Published online by Cambridge University Press: 17 March 2023
This volume has two aims: to explore the origins, context and content of the anchoritic and mystical texts produced in England during the Middle Ages, and to examine the ways in which these texts may be studied and taught today. It is a volume that foregrounds issues of context and interaction, seeking both to position medieval spiritual writings against a surprisingly wide range of contemporary contexts and also to face the challenge of making these texts accessible to a wider readership. The volume provides new scholarly and critical essays, incorporating historical, literary and theological perspectives, which are designed to inform both research and teaching.

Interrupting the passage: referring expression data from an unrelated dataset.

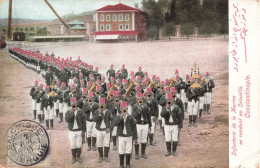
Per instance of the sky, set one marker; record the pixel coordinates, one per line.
(38, 9)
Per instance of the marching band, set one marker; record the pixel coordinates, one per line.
(124, 109)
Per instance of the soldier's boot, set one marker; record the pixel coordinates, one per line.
(128, 157)
(137, 151)
(168, 147)
(190, 121)
(114, 143)
(47, 124)
(106, 154)
(89, 143)
(73, 151)
(40, 118)
(195, 120)
(100, 151)
(204, 109)
(121, 159)
(61, 117)
(186, 105)
(200, 113)
(208, 106)
(34, 114)
(51, 122)
(94, 140)
(57, 113)
(78, 155)
(151, 139)
(143, 146)
(174, 148)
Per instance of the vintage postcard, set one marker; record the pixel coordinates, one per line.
(129, 83)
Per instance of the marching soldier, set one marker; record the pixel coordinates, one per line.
(127, 134)
(77, 127)
(208, 94)
(193, 103)
(47, 106)
(34, 104)
(143, 124)
(171, 114)
(103, 125)
(153, 106)
(111, 72)
(89, 108)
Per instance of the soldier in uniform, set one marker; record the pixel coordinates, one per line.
(171, 114)
(111, 72)
(89, 108)
(153, 106)
(77, 127)
(103, 120)
(208, 94)
(33, 90)
(47, 106)
(143, 124)
(127, 134)
(193, 104)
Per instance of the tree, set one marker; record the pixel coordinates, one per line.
(187, 29)
(169, 29)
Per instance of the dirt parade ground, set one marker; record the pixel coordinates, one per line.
(202, 146)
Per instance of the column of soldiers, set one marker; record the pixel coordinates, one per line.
(123, 109)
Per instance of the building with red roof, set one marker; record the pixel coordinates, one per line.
(119, 22)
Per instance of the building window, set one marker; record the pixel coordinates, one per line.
(101, 27)
(108, 27)
(126, 17)
(120, 26)
(127, 27)
(102, 17)
(114, 17)
(120, 17)
(108, 16)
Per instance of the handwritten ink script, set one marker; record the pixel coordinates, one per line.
(238, 35)
(240, 110)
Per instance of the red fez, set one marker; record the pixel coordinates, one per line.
(123, 104)
(138, 88)
(90, 94)
(125, 81)
(149, 90)
(85, 90)
(139, 95)
(102, 100)
(89, 84)
(116, 93)
(167, 88)
(73, 100)
(98, 87)
(169, 96)
(173, 90)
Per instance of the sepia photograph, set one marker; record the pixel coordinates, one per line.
(114, 83)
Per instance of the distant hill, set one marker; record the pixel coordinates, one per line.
(4, 21)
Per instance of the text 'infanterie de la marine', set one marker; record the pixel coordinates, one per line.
(240, 109)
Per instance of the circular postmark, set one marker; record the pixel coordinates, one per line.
(28, 142)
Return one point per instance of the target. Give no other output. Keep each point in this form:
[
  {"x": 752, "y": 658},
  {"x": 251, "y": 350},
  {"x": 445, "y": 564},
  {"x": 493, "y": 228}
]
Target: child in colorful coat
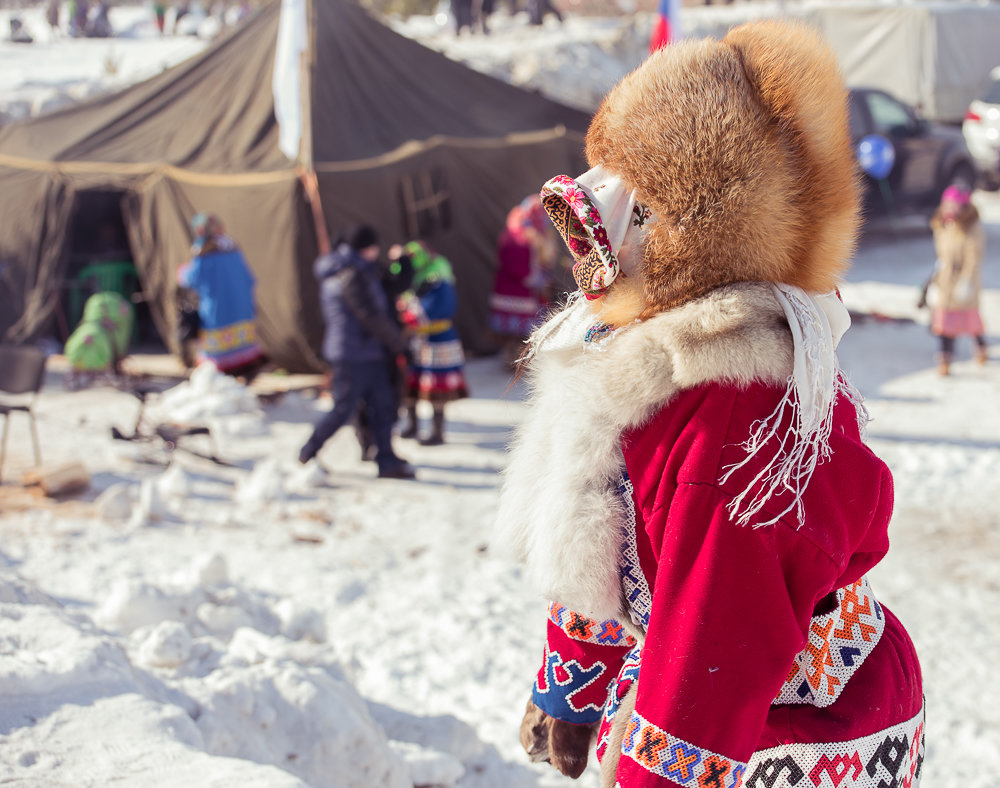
[
  {"x": 959, "y": 241},
  {"x": 437, "y": 371},
  {"x": 689, "y": 485},
  {"x": 227, "y": 310}
]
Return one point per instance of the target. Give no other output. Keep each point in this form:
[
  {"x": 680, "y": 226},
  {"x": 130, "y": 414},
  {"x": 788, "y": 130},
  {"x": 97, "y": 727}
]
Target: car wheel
[{"x": 962, "y": 174}]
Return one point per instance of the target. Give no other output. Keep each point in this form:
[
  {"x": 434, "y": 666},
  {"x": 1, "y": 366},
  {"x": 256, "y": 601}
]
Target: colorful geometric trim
[
  {"x": 588, "y": 630},
  {"x": 667, "y": 756},
  {"x": 231, "y": 337},
  {"x": 889, "y": 758},
  {"x": 839, "y": 642},
  {"x": 437, "y": 356},
  {"x": 616, "y": 694},
  {"x": 633, "y": 580},
  {"x": 557, "y": 684}
]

The first four essays, comprising Part I of the book, offer background information necessary for contextualising anchoritic and mystic texts. Jones and Dyas set anchoritic writings in the context of the historical and theological development of the eremitic tradition. Jones outlines the history and practice of medieval English hermits and anchorites, and examines the way in which the anchoritic tradition intersects strikingly with the Middle English mystics; literature produced for an anchoritic milieu in the late twelfth and early thirteenth centuries, including Aelred's De Institutione Inclusarum and Ancrene Wisse, was readily adapted for new religious purposes in the fourteenth and fifteenth. Dyas examines the biblical and historical origins of the wilderness motif, which crucially, and occasionally paradoxically, interacted with shifting contemporary preoccupations and thus informed and shaped the theory and practice of the anchoritic life in England.
Edden charts the spread of monastic devotional practices to the laity, which nurtured a thirst for private prayer and meditation, and surveys individual and corporate manifestations of this lay spirituality, which fuelled the demand for devotional and mystic texts and created a milieu in which some felt themselves compelled to embark on the contemplative life. Bhattacharji traces the origins, development, practice and meaning of ‘contemplation’, a concept frequently taken for granted, yet, as she demonstrates, rewarding closer examination.
The second part of the book comprises essays that offer new scholarly and critical approaches to five central figures of the medieval English mystical tradition: Rolle, Hilton, the anonymous author of The Cloud of Unknowing, Julian of Norwich and Margery Kempe.